Run ComfyUI workflows on multiple local GPUs/networked machines.

Primary LanguagePythonApache License 2.0Apache-2.0

ComfyUI_NetDist

Run ComfyUI workflows on multiple local GPUs/networked machines.

Also includes code to utilize in a render farm (save/load images to/from a server).

Install instructions:

There is currently a single external requirement, which is the requests library.

pip install requests

To install, simply clone into the custom nodes folder.

git clone https://github.com/city96/ComfyUI_NetDist ComfyUI/custom_nodes/ComfyUI_NetDist

Usage

Remote images

The LoadImageUrl ('Load Image (URL)') Node acts just like the normal 'Load Image' node.

The SaveImageUrl ('Save Image (URL)') Node sends a POST request to the target URL with a json containing the images.

  • The filenames are the keys.
  • The values are the base64 encoded PNG images (optionally with the data:image/png;base64 prefix).
  • The filenames are not guaranteed to be unique across batches since they aren't saved locally. You should handle this server-side.
  • No data is written to disk on the server.

Local Remote control

You will need at least two different ComfyUI instances. You can use two local GPUs by setting different --port [port] and --cuda-device [number] launch arguments.

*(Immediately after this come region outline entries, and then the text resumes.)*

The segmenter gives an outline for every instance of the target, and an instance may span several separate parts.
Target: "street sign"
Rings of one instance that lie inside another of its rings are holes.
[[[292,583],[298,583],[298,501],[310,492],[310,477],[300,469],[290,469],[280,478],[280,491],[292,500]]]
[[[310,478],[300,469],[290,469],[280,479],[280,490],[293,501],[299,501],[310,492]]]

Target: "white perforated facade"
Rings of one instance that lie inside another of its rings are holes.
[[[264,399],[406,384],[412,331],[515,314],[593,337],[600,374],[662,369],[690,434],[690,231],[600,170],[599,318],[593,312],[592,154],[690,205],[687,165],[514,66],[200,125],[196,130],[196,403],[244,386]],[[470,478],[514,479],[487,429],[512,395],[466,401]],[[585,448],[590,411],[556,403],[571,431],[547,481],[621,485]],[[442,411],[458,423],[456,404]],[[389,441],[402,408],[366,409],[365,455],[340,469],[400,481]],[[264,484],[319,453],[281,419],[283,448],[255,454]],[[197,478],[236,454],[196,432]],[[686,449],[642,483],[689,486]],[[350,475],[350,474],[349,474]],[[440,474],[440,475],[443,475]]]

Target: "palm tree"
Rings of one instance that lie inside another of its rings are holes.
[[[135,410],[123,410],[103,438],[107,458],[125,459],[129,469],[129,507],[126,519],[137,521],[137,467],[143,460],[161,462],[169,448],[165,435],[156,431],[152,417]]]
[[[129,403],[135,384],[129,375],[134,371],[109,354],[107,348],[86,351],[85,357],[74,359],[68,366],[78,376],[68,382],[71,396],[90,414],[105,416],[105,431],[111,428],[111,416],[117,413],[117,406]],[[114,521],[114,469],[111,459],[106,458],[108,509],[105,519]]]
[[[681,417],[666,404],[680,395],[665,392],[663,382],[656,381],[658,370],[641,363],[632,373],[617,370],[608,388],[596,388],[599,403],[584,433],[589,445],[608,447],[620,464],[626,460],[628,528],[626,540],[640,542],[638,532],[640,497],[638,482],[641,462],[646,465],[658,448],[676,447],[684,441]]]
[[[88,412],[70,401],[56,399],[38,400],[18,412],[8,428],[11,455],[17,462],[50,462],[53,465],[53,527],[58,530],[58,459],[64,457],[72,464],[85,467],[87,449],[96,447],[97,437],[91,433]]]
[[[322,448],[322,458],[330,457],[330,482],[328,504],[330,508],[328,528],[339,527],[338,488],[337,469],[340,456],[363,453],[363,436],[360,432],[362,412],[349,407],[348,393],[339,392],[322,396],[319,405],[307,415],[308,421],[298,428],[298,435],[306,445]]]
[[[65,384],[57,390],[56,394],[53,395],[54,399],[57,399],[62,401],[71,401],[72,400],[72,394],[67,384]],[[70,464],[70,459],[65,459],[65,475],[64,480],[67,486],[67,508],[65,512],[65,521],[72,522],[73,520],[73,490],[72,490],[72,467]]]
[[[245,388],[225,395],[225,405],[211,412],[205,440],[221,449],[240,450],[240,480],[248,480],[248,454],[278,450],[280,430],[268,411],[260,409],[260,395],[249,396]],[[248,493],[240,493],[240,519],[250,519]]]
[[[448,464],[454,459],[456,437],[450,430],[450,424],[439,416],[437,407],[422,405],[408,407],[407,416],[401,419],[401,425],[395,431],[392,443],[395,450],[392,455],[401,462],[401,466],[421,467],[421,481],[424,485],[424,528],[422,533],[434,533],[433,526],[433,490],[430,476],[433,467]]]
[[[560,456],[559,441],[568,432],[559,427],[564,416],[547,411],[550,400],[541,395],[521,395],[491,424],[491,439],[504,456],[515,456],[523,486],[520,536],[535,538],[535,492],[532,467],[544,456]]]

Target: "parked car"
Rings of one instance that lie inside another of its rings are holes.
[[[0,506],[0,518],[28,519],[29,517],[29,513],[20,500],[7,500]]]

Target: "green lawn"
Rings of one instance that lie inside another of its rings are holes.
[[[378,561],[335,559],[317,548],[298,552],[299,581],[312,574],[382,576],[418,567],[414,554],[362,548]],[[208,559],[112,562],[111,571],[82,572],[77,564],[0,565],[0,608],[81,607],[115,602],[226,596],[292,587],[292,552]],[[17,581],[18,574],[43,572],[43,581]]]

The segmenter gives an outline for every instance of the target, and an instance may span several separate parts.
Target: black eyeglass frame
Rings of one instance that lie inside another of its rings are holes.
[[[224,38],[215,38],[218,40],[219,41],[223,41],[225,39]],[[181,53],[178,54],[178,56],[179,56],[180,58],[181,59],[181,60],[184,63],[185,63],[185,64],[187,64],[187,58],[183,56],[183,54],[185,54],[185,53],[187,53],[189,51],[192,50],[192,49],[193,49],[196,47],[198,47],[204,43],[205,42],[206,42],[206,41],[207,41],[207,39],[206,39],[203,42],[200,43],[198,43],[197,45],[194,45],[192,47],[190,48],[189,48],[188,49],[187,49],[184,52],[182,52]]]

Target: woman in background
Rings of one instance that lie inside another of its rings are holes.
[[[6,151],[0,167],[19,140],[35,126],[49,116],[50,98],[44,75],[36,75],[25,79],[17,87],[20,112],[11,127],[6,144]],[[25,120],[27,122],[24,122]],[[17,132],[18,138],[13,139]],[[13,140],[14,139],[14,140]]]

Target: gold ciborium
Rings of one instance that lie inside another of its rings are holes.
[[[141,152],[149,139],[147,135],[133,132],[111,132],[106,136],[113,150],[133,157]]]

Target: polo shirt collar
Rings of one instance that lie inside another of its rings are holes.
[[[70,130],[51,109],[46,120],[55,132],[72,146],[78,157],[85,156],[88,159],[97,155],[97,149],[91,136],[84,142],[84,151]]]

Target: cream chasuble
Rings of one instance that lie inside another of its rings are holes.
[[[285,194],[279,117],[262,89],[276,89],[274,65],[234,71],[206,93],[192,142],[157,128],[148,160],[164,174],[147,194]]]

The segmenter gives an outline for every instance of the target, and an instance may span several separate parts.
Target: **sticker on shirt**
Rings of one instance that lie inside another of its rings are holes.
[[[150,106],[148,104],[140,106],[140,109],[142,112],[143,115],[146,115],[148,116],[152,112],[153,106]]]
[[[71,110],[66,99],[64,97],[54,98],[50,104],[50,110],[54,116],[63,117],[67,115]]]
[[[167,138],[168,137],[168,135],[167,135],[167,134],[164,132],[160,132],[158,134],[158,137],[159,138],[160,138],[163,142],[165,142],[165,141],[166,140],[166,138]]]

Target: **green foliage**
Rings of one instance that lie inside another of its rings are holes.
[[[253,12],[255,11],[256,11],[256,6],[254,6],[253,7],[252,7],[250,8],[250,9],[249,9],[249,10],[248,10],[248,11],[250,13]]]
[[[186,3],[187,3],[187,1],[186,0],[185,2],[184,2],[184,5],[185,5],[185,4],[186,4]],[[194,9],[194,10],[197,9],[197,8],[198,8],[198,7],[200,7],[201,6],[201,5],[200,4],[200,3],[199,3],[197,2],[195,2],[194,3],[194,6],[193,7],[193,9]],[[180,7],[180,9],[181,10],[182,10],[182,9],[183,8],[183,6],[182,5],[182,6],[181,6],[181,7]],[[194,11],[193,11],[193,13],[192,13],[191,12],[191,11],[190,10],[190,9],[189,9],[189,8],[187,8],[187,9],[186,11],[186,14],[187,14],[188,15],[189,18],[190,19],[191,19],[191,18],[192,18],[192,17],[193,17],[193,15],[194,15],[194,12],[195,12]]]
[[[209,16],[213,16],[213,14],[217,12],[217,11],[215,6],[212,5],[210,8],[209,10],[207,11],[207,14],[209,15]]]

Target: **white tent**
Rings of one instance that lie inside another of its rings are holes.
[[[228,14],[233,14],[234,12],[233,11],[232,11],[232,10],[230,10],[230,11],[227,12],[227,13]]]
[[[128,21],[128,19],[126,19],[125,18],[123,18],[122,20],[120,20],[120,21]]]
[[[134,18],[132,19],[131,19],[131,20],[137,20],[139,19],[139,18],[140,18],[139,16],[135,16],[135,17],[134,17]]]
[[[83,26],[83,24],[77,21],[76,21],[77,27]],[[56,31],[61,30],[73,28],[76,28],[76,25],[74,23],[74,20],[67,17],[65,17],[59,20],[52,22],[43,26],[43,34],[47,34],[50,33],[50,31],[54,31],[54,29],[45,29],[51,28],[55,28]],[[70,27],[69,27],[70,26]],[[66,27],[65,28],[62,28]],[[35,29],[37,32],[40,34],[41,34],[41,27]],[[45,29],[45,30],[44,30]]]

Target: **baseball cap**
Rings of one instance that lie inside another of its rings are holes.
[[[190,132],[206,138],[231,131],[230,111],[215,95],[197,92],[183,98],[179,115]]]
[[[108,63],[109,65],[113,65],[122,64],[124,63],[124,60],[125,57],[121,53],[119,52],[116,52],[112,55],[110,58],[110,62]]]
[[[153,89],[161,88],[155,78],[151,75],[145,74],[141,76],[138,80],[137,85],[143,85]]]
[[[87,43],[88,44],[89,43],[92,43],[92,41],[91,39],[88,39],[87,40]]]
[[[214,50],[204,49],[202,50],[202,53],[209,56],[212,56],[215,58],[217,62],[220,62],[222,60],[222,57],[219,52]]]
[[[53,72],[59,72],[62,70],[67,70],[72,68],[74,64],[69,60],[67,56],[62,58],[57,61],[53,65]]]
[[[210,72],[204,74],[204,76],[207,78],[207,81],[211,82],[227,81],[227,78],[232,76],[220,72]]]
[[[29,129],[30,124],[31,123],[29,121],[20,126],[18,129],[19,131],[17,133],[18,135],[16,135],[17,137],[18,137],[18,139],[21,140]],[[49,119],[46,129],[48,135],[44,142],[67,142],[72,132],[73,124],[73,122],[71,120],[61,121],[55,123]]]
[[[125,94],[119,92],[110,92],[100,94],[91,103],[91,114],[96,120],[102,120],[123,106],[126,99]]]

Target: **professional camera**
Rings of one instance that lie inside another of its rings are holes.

The following video is an example of a multi-machine workflow. The CombineImage nodes aren't required, they just merge the output images into a single Preview.

netdist.mp4

Chaining the seed is required, as this allows each node to increment the seed (by node_id*batch_size). Simply connect the seed output of the first node to the seed input of the next one and eventually into the KSampler.

The FetchRemote ('Fetch from remote') node takes an image input, this should be your final image (make sure not to route it back into itself)

The QueueRemote ('Queue on remote') node will start the entire current workflow on the remote ComfyUI instance, with some changes:

  • Disable all QueueRemote images (to stop recursion)
  • Remove all SaveImage and PreviewImage nodes (not needed/makes it so there is only a single output)
  • Replaces the FetchRemote ('Fetch from remote') node with a PreviewImage node, since this will be the only output
  • The FetchRemote node (on the current workflow) will wait for the current job to finish on the remote machine.

Things you probably shouldn't do:

  • Have more FetchRemote nodes than QueueRemote ones.

Roadmap

  • Fix some edge cases, like linux controlling windows (os.sep mismatch).
  • Switch to per-client batchsize.
  • Upload rest of control software (external scheduler).